A Workshop in Honor of Human Rights and Intellectual Property: Mapping the Global Interface

Friday, October 28, 2011
12:00 pm – 2:00 p.m. | Room 4047
Duke Law School


What is the relationship between human rights and intellectual property? The interface between these two fields is capturing the attention of government officials, judges, activist communities, and scholars around the world. These actors often invoke human rights as counterweights to the expansion of intellectual property rights in areas such as freedom of expression, public health, education, privacy, agriculture, and the rights of indigenous peoples. At the same time, creators and owners of intellectual property are asserting a human rights justification for the expansion of intellectual property protections.

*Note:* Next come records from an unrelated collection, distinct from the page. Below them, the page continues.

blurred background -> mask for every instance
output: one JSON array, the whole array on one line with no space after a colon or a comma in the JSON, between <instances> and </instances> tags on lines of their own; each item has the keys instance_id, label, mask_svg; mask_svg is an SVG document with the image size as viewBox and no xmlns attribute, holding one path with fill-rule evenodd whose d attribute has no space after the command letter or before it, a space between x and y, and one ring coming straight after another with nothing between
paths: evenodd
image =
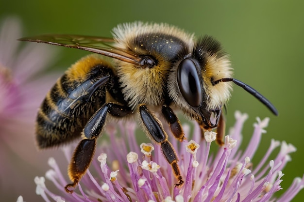
<instances>
[{"instance_id":1,"label":"blurred background","mask_svg":"<svg viewBox=\"0 0 304 202\"><path fill-rule=\"evenodd\" d=\"M243 148L251 137L255 117L270 118L267 133L262 137L253 162L257 162L264 155L271 139L285 140L297 148L297 151L291 155L292 161L283 171L285 175L281 183L283 190L279 192L280 194L295 177L302 178L304 173L304 134L302 125L304 121L304 1L302 0L211 2L192 0L0 0L0 20L12 15L20 18L23 36L72 33L110 37L112 29L118 24L136 20L166 22L197 36L213 36L221 42L230 55L234 77L265 95L279 112L279 116L275 117L252 96L234 86L232 97L227 105L227 125L233 125L236 110L249 114L250 118L243 131ZM60 54L50 64L52 71L63 71L88 54L60 47L53 49ZM46 161L41 163L46 164ZM28 170L26 175L30 179L44 174L44 171L24 166ZM18 169L22 173L23 166ZM12 180L16 184L22 180L14 177L11 176ZM5 186L1 185L0 195L1 199L7 199L6 201L16 201L19 195L23 196L25 201L41 199L35 196L34 180L24 185L23 190L16 186L16 188L10 188L11 192L3 193L1 189ZM29 190L31 187L33 190ZM303 198L304 190L292 201L303 201Z\"/></svg>"}]
</instances>

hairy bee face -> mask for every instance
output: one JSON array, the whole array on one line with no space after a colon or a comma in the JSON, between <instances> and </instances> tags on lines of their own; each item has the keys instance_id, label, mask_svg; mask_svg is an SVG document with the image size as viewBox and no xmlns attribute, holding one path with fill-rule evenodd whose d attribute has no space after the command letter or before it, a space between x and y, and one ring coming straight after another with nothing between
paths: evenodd
<instances>
[{"instance_id":1,"label":"hairy bee face","mask_svg":"<svg viewBox=\"0 0 304 202\"><path fill-rule=\"evenodd\" d=\"M140 23L119 26L114 35L118 48L142 60L140 65L121 61L118 65L130 105L158 105L168 93L178 108L199 119L200 110L220 109L229 99L230 83L212 83L232 76L227 55L212 38L196 41L175 27Z\"/></svg>"},{"instance_id":2,"label":"hairy bee face","mask_svg":"<svg viewBox=\"0 0 304 202\"><path fill-rule=\"evenodd\" d=\"M227 55L209 36L198 39L166 24L135 22L118 25L113 30L113 38L53 34L20 40L103 55L88 56L70 67L47 94L37 115L40 148L83 137L69 166L72 183L65 187L68 192L73 192L70 188L90 165L97 139L103 133L109 116L119 119L137 114L147 137L160 145L179 187L184 181L178 157L152 110L161 114L179 140L185 137L173 109L196 121L202 131L217 127L220 144L225 130L221 109L230 97L232 82L278 114L265 97L231 78Z\"/></svg>"}]
</instances>

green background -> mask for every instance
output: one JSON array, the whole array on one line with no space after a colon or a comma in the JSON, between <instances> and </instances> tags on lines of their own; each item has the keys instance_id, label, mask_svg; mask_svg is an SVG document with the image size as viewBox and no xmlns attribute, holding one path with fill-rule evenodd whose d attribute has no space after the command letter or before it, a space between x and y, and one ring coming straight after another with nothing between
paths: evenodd
<instances>
[{"instance_id":1,"label":"green background","mask_svg":"<svg viewBox=\"0 0 304 202\"><path fill-rule=\"evenodd\" d=\"M298 149L283 170L281 185L285 190L294 177L304 173L304 9L303 0L0 0L0 17L12 14L20 17L25 36L55 33L111 36L110 31L117 24L135 20L167 22L198 36L214 36L231 56L234 77L265 95L279 111L275 117L252 96L234 86L227 106L227 124L234 123L235 110L248 113L242 133L245 145L255 117L270 118L253 163L263 156L271 139L286 140ZM87 54L56 48L61 54L54 68L66 68ZM303 198L304 191L292 201Z\"/></svg>"}]
</instances>

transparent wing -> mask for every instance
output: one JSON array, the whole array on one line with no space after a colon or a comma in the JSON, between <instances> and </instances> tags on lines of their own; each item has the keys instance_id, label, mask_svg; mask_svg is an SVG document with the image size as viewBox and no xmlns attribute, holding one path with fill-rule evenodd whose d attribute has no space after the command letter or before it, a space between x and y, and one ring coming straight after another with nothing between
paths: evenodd
<instances>
[{"instance_id":1,"label":"transparent wing","mask_svg":"<svg viewBox=\"0 0 304 202\"><path fill-rule=\"evenodd\" d=\"M139 64L136 54L126 50L119 49L111 46L113 39L97 36L71 34L46 34L19 39L37 43L80 49L105 55L134 64Z\"/></svg>"}]
</instances>

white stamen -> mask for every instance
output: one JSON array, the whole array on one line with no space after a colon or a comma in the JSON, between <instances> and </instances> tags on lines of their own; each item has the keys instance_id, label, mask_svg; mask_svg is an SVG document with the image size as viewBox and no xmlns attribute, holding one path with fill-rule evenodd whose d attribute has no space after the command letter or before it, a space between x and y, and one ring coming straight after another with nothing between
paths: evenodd
<instances>
[{"instance_id":1,"label":"white stamen","mask_svg":"<svg viewBox=\"0 0 304 202\"><path fill-rule=\"evenodd\" d=\"M146 181L147 180L146 179L139 178L138 181L137 182L137 184L138 185L138 186L141 187L143 185L145 184L145 183Z\"/></svg>"},{"instance_id":2,"label":"white stamen","mask_svg":"<svg viewBox=\"0 0 304 202\"><path fill-rule=\"evenodd\" d=\"M243 169L243 171L242 171L244 174L245 174L245 175L247 175L251 172L251 171L247 169Z\"/></svg>"},{"instance_id":3,"label":"white stamen","mask_svg":"<svg viewBox=\"0 0 304 202\"><path fill-rule=\"evenodd\" d=\"M253 124L253 126L254 127L260 127L262 133L266 133L266 131L265 130L264 130L263 128L265 128L267 127L267 126L268 126L268 123L269 123L270 120L270 119L268 117L265 118L262 121L259 117L256 117L256 121L257 121L257 123Z\"/></svg>"},{"instance_id":4,"label":"white stamen","mask_svg":"<svg viewBox=\"0 0 304 202\"><path fill-rule=\"evenodd\" d=\"M127 161L129 163L134 163L138 159L138 155L133 152L130 152L127 155Z\"/></svg>"},{"instance_id":5,"label":"white stamen","mask_svg":"<svg viewBox=\"0 0 304 202\"><path fill-rule=\"evenodd\" d=\"M105 164L107 161L107 154L104 153L101 154L97 157L97 159L101 163Z\"/></svg>"},{"instance_id":6,"label":"white stamen","mask_svg":"<svg viewBox=\"0 0 304 202\"><path fill-rule=\"evenodd\" d=\"M106 183L103 183L103 184L101 186L101 188L104 191L107 191L110 188L110 186Z\"/></svg>"},{"instance_id":7,"label":"white stamen","mask_svg":"<svg viewBox=\"0 0 304 202\"><path fill-rule=\"evenodd\" d=\"M43 188L45 188L45 179L43 177L35 177L34 181L37 186L36 186L36 194L38 195L42 195L44 192Z\"/></svg>"},{"instance_id":8,"label":"white stamen","mask_svg":"<svg viewBox=\"0 0 304 202\"><path fill-rule=\"evenodd\" d=\"M282 177L284 176L284 173L282 172L281 171L278 171L278 175L279 176L279 178L281 178Z\"/></svg>"},{"instance_id":9,"label":"white stamen","mask_svg":"<svg viewBox=\"0 0 304 202\"><path fill-rule=\"evenodd\" d=\"M230 138L229 136L226 136L227 140L228 141L229 149L234 148L236 146L236 140L234 140Z\"/></svg>"},{"instance_id":10,"label":"white stamen","mask_svg":"<svg viewBox=\"0 0 304 202\"><path fill-rule=\"evenodd\" d=\"M204 136L207 142L211 142L217 139L217 133L207 131L204 133Z\"/></svg>"},{"instance_id":11,"label":"white stamen","mask_svg":"<svg viewBox=\"0 0 304 202\"><path fill-rule=\"evenodd\" d=\"M246 156L245 157L245 162L246 162L246 163L248 163L250 162L250 158L249 158L248 156Z\"/></svg>"},{"instance_id":12,"label":"white stamen","mask_svg":"<svg viewBox=\"0 0 304 202\"><path fill-rule=\"evenodd\" d=\"M118 170L116 171L112 171L112 172L111 172L111 173L110 173L110 177L111 178L110 179L110 180L111 180L112 182L116 180L116 177L117 176L117 175L118 175L118 171L119 171L119 170Z\"/></svg>"},{"instance_id":13,"label":"white stamen","mask_svg":"<svg viewBox=\"0 0 304 202\"><path fill-rule=\"evenodd\" d=\"M152 151L154 150L154 146L151 143L142 143L139 146L142 153L147 156L151 156Z\"/></svg>"}]
</instances>

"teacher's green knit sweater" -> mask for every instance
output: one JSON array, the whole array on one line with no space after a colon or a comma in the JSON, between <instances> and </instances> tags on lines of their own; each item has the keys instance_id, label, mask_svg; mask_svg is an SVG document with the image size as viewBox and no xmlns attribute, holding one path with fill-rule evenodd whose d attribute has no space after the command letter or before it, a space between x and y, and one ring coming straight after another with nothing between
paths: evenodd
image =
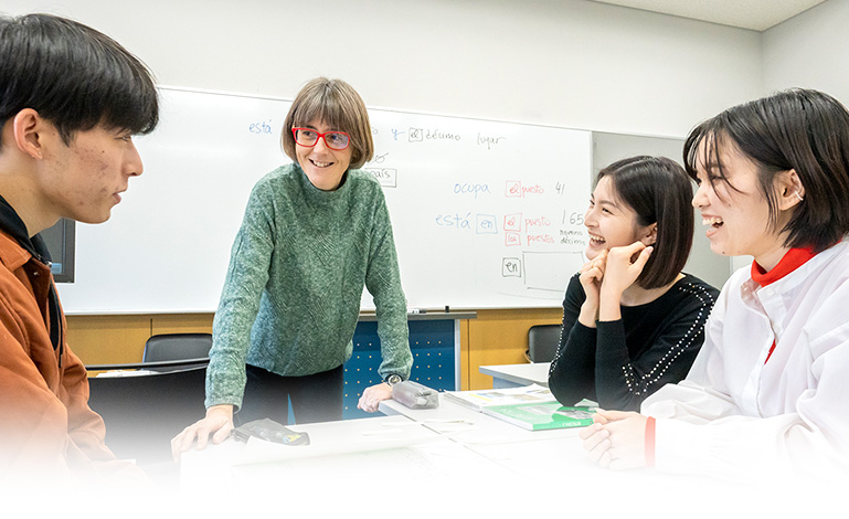
<instances>
[{"instance_id":1,"label":"teacher's green knit sweater","mask_svg":"<svg viewBox=\"0 0 849 519\"><path fill-rule=\"evenodd\" d=\"M351 170L321 191L298 165L251 193L213 322L206 406L242 405L245 363L299 377L351 357L363 286L374 298L379 373L410 377L413 356L392 225L380 183Z\"/></svg>"}]
</instances>

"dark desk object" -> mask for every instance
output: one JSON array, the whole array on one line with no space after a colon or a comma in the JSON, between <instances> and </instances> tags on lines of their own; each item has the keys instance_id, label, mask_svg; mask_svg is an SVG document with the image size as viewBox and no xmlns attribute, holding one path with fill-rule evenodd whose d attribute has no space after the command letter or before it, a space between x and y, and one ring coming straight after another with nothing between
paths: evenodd
<instances>
[{"instance_id":1,"label":"dark desk object","mask_svg":"<svg viewBox=\"0 0 849 519\"><path fill-rule=\"evenodd\" d=\"M528 358L531 362L551 362L558 354L561 325L535 325L528 330Z\"/></svg>"},{"instance_id":2,"label":"dark desk object","mask_svg":"<svg viewBox=\"0 0 849 519\"><path fill-rule=\"evenodd\" d=\"M206 359L212 348L212 333L161 333L152 336L145 343L141 362L163 360ZM201 366L201 364L193 364ZM148 368L170 371L176 368Z\"/></svg>"},{"instance_id":3,"label":"dark desk object","mask_svg":"<svg viewBox=\"0 0 849 519\"><path fill-rule=\"evenodd\" d=\"M158 362L157 364L185 363ZM171 438L206 414L203 405L206 367L134 377L88 379L88 404L106 423L106 445L123 459L140 466L169 462ZM89 369L147 369L149 364L91 366ZM161 367L161 366L160 366Z\"/></svg>"}]
</instances>

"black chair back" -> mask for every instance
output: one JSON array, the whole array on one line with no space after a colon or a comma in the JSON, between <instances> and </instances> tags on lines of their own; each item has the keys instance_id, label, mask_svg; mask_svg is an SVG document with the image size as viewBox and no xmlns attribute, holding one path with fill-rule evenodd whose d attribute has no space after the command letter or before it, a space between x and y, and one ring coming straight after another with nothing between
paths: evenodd
<instances>
[{"instance_id":1,"label":"black chair back","mask_svg":"<svg viewBox=\"0 0 849 519\"><path fill-rule=\"evenodd\" d=\"M535 325L528 330L528 357L531 362L551 362L558 354L561 325Z\"/></svg>"},{"instance_id":2,"label":"black chair back","mask_svg":"<svg viewBox=\"0 0 849 519\"><path fill-rule=\"evenodd\" d=\"M141 367L141 364L138 364ZM88 379L88 405L106 423L106 445L139 465L171 459L171 438L206 414L206 367Z\"/></svg>"},{"instance_id":3,"label":"black chair back","mask_svg":"<svg viewBox=\"0 0 849 519\"><path fill-rule=\"evenodd\" d=\"M163 360L208 359L212 348L212 333L162 333L152 336L145 343L141 362ZM200 366L200 364L197 364ZM150 368L171 371L178 368Z\"/></svg>"}]
</instances>

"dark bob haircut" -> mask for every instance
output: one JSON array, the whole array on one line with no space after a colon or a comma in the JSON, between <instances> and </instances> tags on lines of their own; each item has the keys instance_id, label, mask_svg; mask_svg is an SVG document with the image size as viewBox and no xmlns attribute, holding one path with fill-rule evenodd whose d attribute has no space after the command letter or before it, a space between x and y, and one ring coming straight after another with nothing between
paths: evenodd
<instances>
[{"instance_id":1,"label":"dark bob haircut","mask_svg":"<svg viewBox=\"0 0 849 519\"><path fill-rule=\"evenodd\" d=\"M50 14L0 17L0 125L24 108L55 125L66 145L97 125L136 135L159 121L153 78L136 56Z\"/></svg>"},{"instance_id":2,"label":"dark bob haircut","mask_svg":"<svg viewBox=\"0 0 849 519\"><path fill-rule=\"evenodd\" d=\"M637 225L657 224L655 250L637 277L643 288L675 280L692 248L692 182L683 168L666 157L632 157L598 172L596 183L609 178L617 200L637 213Z\"/></svg>"},{"instance_id":3,"label":"dark bob haircut","mask_svg":"<svg viewBox=\"0 0 849 519\"><path fill-rule=\"evenodd\" d=\"M291 128L321 120L351 136L350 169L360 169L374 155L369 112L360 94L342 80L317 77L304 85L295 96L283 123L283 150L296 163L295 136Z\"/></svg>"},{"instance_id":4,"label":"dark bob haircut","mask_svg":"<svg viewBox=\"0 0 849 519\"><path fill-rule=\"evenodd\" d=\"M787 234L785 246L818 253L849 232L849 112L834 97L788 89L729 108L693 128L683 149L687 173L696 179L700 166L711 166L711 186L724 182L736 191L720 160L723 148L739 150L757 167L772 230L779 214L775 176L796 171L805 200L779 230Z\"/></svg>"}]
</instances>

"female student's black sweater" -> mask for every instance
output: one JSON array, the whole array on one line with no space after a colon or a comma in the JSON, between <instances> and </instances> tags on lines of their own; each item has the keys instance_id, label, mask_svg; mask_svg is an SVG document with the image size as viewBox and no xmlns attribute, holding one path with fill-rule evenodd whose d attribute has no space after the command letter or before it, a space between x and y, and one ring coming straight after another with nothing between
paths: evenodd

In the new book Human Rights and Intellectual Property: Mapping the Global Interface (Cambridge University Press, 2011), Professors Laurence Helfer and Graeme Austin explore the legal, institutional, and political implications of these competing claims. Please join us for a lunchtime workshop in honor of this book – the authors will discuss their work along with a distinguished panel of experts: Professors Sean Flynn, Molly Beutz Land, Chidi Oguamanam, Ruth Okediji, and Lea Shaver.

The Center for the Study of the Public Domain presents this workshop in association with Duke Law School's Center for International & Comparative Law, Duke University's Kenan Institute for Ethics and Duke University's John Hope Franklin Humanities Institute.